Hoewel een betoog een verhaal kan zijn, zit de kracht toch in het verhaal
Hoewel een betoog krachtig kan zijn en soms de aandacht van velen trekt, is de kracht van een verhaal – dat overigens valt of staat met degene die het vertelt – toch vele malen groter, omdat het wordt herinnerd en opnieuw verteld kan worden; soms zelfs letterlijk herhaald kan worden. Zo kun je jonge meiden tien keer beargumenteerd uitleggen, waarom een webcam in combinatie met onbekenden en een instabiel humeur erg gevaarlijk kan zijn. Maar de kans dat ze zich jouw argumenten op het risicovolle moment herinneren is klein; misschien ook wel omdat ze het zich op dat moment niet willen herinneren en zich dat denken te kunnen veroorloven. Toon ze echter één keer het verhaal van Amanda Todd (die – het is goed om dat erbij te vertellen – ondertussen een einde aan haar leven heeft gemaakt) en de ruimte om zo’n verhaal te vergeten – met toch dezelfde strekking als het betoog – wordt ernstig beperkt.
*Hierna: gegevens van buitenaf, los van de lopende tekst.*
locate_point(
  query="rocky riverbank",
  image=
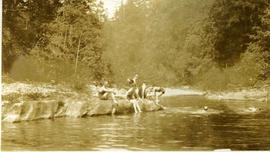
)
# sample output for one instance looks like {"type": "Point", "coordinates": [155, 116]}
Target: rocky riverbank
{"type": "Point", "coordinates": [22, 102]}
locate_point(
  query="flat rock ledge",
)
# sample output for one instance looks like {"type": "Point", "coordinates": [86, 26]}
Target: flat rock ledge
{"type": "Point", "coordinates": [50, 109]}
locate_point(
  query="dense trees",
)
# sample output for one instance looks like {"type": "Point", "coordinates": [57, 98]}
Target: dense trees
{"type": "Point", "coordinates": [67, 33]}
{"type": "Point", "coordinates": [208, 43]}
{"type": "Point", "coordinates": [160, 40]}
{"type": "Point", "coordinates": [23, 26]}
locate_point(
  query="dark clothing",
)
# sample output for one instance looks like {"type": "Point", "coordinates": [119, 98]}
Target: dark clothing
{"type": "Point", "coordinates": [142, 93]}
{"type": "Point", "coordinates": [160, 89]}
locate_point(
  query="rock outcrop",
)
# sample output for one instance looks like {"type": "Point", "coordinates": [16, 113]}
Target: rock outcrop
{"type": "Point", "coordinates": [50, 109]}
{"type": "Point", "coordinates": [25, 102]}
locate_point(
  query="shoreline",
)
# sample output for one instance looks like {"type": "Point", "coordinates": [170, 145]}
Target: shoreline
{"type": "Point", "coordinates": [23, 102]}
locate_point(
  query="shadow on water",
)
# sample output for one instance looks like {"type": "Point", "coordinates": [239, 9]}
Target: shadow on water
{"type": "Point", "coordinates": [184, 125]}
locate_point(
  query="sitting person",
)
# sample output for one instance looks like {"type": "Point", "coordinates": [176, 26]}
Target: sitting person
{"type": "Point", "coordinates": [104, 94]}
{"type": "Point", "coordinates": [133, 82]}
{"type": "Point", "coordinates": [132, 96]}
{"type": "Point", "coordinates": [158, 92]}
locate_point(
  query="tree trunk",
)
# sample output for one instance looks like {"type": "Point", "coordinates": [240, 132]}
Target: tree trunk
{"type": "Point", "coordinates": [77, 55]}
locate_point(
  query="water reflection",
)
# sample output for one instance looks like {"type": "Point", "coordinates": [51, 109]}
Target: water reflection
{"type": "Point", "coordinates": [183, 126]}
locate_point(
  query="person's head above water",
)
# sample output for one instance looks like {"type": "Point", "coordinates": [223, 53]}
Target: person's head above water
{"type": "Point", "coordinates": [136, 77]}
{"type": "Point", "coordinates": [105, 83]}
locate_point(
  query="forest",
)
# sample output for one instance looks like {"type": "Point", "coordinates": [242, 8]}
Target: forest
{"type": "Point", "coordinates": [208, 44]}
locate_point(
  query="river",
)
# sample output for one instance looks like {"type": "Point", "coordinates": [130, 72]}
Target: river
{"type": "Point", "coordinates": [184, 125]}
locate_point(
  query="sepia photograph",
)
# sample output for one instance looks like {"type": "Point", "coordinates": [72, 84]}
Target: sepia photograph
{"type": "Point", "coordinates": [135, 75]}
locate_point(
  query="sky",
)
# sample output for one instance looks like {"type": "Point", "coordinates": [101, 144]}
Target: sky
{"type": "Point", "coordinates": [111, 6]}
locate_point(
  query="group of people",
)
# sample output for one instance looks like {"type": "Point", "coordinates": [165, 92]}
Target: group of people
{"type": "Point", "coordinates": [135, 94]}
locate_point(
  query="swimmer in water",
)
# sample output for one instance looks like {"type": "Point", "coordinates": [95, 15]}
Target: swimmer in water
{"type": "Point", "coordinates": [104, 94]}
{"type": "Point", "coordinates": [133, 94]}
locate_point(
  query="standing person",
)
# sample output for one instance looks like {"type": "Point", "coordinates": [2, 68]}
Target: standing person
{"type": "Point", "coordinates": [158, 92]}
{"type": "Point", "coordinates": [132, 94]}
{"type": "Point", "coordinates": [142, 92]}
{"type": "Point", "coordinates": [104, 94]}
{"type": "Point", "coordinates": [133, 81]}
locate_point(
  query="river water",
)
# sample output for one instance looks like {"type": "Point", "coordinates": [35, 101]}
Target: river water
{"type": "Point", "coordinates": [184, 125]}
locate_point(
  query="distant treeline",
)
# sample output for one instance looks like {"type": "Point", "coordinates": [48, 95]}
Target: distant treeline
{"type": "Point", "coordinates": [206, 43]}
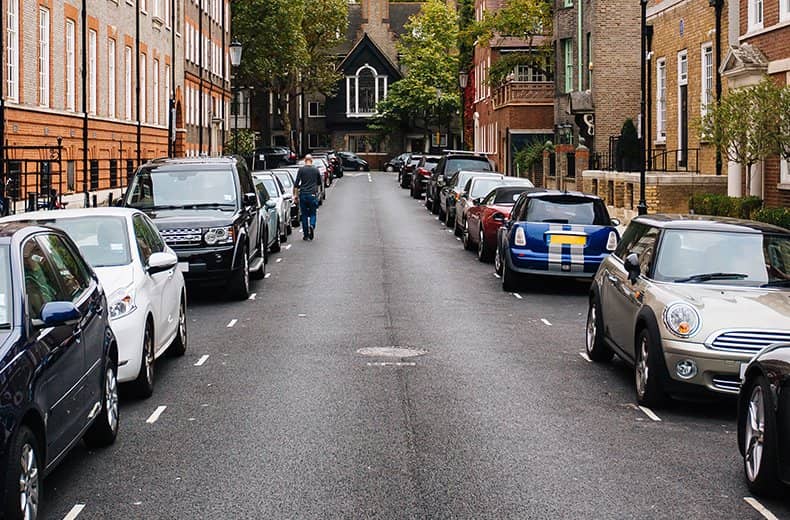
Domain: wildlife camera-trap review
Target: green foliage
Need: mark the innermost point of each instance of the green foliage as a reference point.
(776, 216)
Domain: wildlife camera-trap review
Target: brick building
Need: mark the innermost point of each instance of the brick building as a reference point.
(509, 117)
(207, 90)
(597, 71)
(759, 39)
(86, 93)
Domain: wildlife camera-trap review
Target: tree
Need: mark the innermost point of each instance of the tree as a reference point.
(746, 124)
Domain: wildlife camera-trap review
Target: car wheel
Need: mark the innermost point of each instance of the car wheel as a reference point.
(23, 475)
(648, 374)
(144, 384)
(240, 284)
(759, 436)
(597, 349)
(179, 345)
(105, 427)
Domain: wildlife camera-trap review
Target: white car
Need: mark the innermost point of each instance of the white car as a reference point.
(144, 286)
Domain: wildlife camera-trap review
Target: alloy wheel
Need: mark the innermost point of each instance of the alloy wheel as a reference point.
(755, 433)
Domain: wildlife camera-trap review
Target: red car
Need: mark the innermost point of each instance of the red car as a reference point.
(484, 219)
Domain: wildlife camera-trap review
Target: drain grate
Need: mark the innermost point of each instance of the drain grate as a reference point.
(398, 352)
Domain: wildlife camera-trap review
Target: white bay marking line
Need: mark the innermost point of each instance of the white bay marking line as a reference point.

Zo lees ik op dit moment een prachtig betoog van Tony Judt: ‘Het land is moe, Verhandeling over onze ontevredenheid‘. Hij dicteerde het op zijn sterfbed aan zijn leerlingen die het op zijn verzoek postuum hebben uitgegeven. Toegegeven: hier lopen persoonlijk verhaal en betoog door elkaar, maar Judt vertelt in dat boek niet zijn persoonlijke verhaal. Hij bouwt wel een best krachtig betoog op over de kloof tussen arm en rijk en toont aan dat er een zekere correlatie bestaat tussen de breedte van die kloof en ons welzijn. Hoe breder de kloof, is zijn stelling, hoe groter de kans op criminaliteit, hoe lager de levensverwachting, hoe kleiner de kans op sociale mobiliteit (de zoon loopt meer kans om in dezelfde sociale klasse en inkomensgroep terecht te komen als zijn vader) en hoe groter de kans op geluk; om er maar een paar te noemen.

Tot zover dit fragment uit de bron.